The US manufacturing sector grew faster than expected in January to expand at the fastest rate since the end of 2014, according to a widely followed indicator of economic health.
The purchasing managers’ index (PMI) for America’s manufacturers reached 56 per cent, according to the Institute of Supply Management (ISM), up from 54.5 per cent in December.
The two-year high in expansion was driven by strong growth in production, while employment reflected other measures of the labour market to rise by 3.3 percentage points.
Andrew Hunter, an economist at Capital Economics, said the reading “confirms that the manufacturing recovery has continued into the New Year, and also suggests that GDP growth is set to accelerate in the first quarter.”
A similar measure compiled by IHS Markit confirmed the strength of production growth, while confidence in the year ahead rose to its highest since March as managers look to US President Donald Trump to boost the economy, and the manufacturing sector in particular.
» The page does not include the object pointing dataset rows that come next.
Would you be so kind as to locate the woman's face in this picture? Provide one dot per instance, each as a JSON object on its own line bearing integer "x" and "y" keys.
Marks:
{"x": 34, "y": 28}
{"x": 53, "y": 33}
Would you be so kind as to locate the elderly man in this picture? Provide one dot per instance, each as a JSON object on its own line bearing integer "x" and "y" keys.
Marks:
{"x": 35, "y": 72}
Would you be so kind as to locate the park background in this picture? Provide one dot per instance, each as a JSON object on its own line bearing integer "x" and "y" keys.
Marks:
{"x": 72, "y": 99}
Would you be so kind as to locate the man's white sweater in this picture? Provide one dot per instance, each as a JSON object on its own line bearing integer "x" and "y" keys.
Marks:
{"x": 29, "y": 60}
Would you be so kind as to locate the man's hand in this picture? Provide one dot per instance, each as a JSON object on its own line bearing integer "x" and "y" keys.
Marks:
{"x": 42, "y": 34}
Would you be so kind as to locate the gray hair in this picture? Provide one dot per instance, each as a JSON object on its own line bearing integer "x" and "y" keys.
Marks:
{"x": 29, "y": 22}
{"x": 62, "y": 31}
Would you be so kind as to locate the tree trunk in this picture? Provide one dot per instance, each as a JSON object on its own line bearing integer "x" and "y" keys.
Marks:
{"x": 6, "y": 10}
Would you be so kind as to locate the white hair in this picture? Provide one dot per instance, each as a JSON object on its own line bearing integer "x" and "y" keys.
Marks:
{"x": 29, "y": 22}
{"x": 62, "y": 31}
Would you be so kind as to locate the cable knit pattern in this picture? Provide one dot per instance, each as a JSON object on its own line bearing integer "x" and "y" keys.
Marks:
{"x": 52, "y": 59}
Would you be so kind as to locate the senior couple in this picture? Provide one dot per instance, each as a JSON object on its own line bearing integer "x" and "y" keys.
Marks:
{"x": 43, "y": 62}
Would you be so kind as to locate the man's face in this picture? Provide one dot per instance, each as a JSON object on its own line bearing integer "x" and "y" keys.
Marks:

Trump has placed reinvigorating US manufacturing jobs, with a “bold plan to create 25 million new American jobs in the next decade”, according to the White House website.
Trump’s pledge to “bring good-paying jobs to our shores and support American manufacturing, the backbone of our economy” is widely credited as a strong vote-winner in former industrial heartlands with high unemployment such as Michigan.
Meanwhile prices continued their upward march, with a reading of 69 per cent representing a 3.5 per cent month-on-month increase.
Inflation has picked up significantly in the US economy in a trend which is set to continue under the stimulative policies of Trump.
Manufacturers saw prices increase by an annual rate 1.6 per cent in December, while the headline inflation rate broke the Federal Reserve’s two per cent target in December.